Bank Negara Malaysia’s international reserves rose by the most in 16 months, increasing by USD4.9b or 4.4% MoM to USD114.6b as of 30 December 2022 − Sufficient to finance 5.2 months of imports of goods and services (previously retained imports) and is 1.0 time total short-term external debt.
The rise was mainly attributable to the improvement in market condition as reflected by an increase in foreign currency reserves and gold − Foreign currency reserves (+USD4.4b or 4.5% MoM to USD102.6b): back to above the USD100.0b level for the first time in seven months, mainly due to FX revaluation gains and higher converted value of non-dollar assets. − Gold (USD0.24b or 11.4% MoM to USD2.3b): the fastest pace of increase in almost seven years due to an increase in gold price amid recessionary fears.
Meanwhile, both special drawing rights and IMF reserve positions increased by USD0.17b and USD0.07b respectively. In ringgit terms, the value of BNM reserves declined by RM5.7b or -1.1% MoM to RM503.3b − USDMYR monthly average (4.410; Nov: 4.610): the ringgit appreciated by the most since September 1998, mainly due to the USD index (DXY) downward correction amid Fed’s less hawkish expectation, US cooler-than-expected core inflation reading, seasonal weakness and the Bank of Japan’s surprise policy shift. The local note was also supported by the strengthening of the yuan amid China’s reopening optimism. However, the ringgit’s upside was partially capped by weaker-than-expected domestic macroeconomic readings and global recessionary fears.
Regional currencies: all ASEAN-5 currencies strengthened against the greenback as the DXY fell to an average of 104.5 in December (Nov: 108.0) due to a return of risk-on sentiment. The appreciation was led by THB (4.7%), followed by MYR (4.5%), PHP (3.5%), SGD (2.6%), and IDR (0.3%).

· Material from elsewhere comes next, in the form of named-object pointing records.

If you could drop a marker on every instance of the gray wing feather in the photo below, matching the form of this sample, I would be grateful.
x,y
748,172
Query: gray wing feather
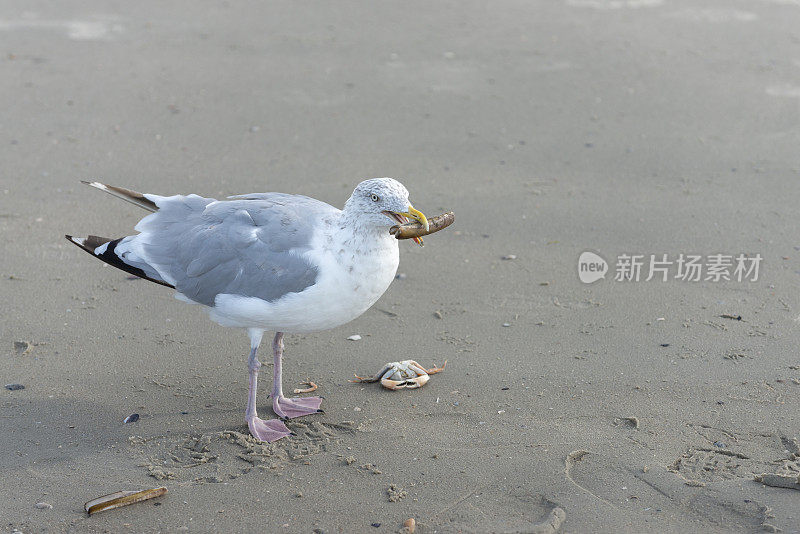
x,y
252,246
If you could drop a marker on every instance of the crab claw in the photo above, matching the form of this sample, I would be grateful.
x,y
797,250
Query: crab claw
x,y
411,383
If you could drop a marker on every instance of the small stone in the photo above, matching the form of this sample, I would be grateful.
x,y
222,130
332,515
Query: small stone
x,y
23,348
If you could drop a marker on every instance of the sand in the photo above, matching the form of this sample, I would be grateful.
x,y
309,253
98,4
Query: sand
x,y
550,128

Kenanga is of the view that BNM may end its tightening cycle soon due to the looming global growth slowdown and increasing uncertainties − In an attempt to curb the record-high core inflation, BNM is expected to deliver its fifth rate hike in a row on 19 January, bringing the overnight policy rate to 3.00%. In March, the possibility of another similar-sized rate hike depends mainly on the inflation trend and growth outlook, in which a higher-than-expected reading may compel the BNM to increase the OPR to 3.25%. − USDMYR year-end forecast (4.11; 2022: 4.40): a further widening of monetary policy divergence between BNM and the Fed may pressure the ringgit to trade weaker against the USD in 1Q23. However, in 2023 as a whole, the research house has a fairly bullish opinion on the ringgit, with the local note expected to trade stronger around the 4.32 level on average as it benefits from diminishing USD strength due to a potential Fed pivot in 2H23 and the appreciation of the yuan due to the eventual reopening of China.